As per the latest developments, Pakistan’s trade deficit has witnessed a rise of 8.27% reaching $14.96 billion in the first seven months of the fiscal year 2020-21, in comparison to the same period last year. These figures were released by the Pakistan Bureau of Statistics on Monday.
This deficit primarily comprises an increased import of raw materials as well as semi-finished products, both essential to restart domestic industries. Pertinent to note however is that these numbers had significantly been rising since December as economic activity resumes throughout the country.
As per statements by PTI supremo, Mr. Asad Umar, this growth in the deficit is attributed to a rise in production of the large-scale industry which will ultimately lead to a higher level of exports.
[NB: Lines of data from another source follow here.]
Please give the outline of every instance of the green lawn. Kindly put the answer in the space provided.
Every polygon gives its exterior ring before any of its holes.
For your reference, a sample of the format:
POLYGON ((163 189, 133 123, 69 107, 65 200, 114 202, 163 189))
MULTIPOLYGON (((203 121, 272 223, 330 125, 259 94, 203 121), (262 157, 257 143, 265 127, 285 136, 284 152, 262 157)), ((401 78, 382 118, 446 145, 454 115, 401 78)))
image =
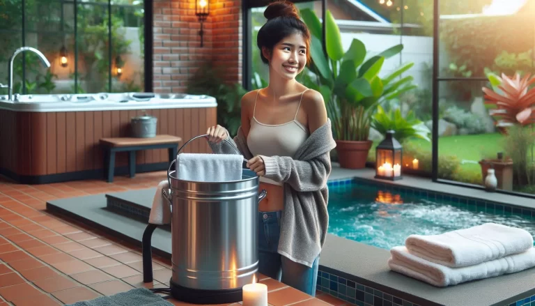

He further stated that as of this moment, the number of remittances flowing in was sufficient to cater to the financing of the import bill.
On the basis of export growth Pakistan’s top markets for 7-month’s period are Indonesia (43pc), Australia (22pc), US (21pc), UK (21pc), Poland (14pc), Germany (12pc), the Netherlands (11pc) and China (9pc).
The markets showing declining exports during July-January 2020-21 were Thailand (43pc), Malaysia (24pc), Sri Lanka (23pc), the UAE (21pc), Bangladesh (18pc), Italy (7pc), and Spain (5pc).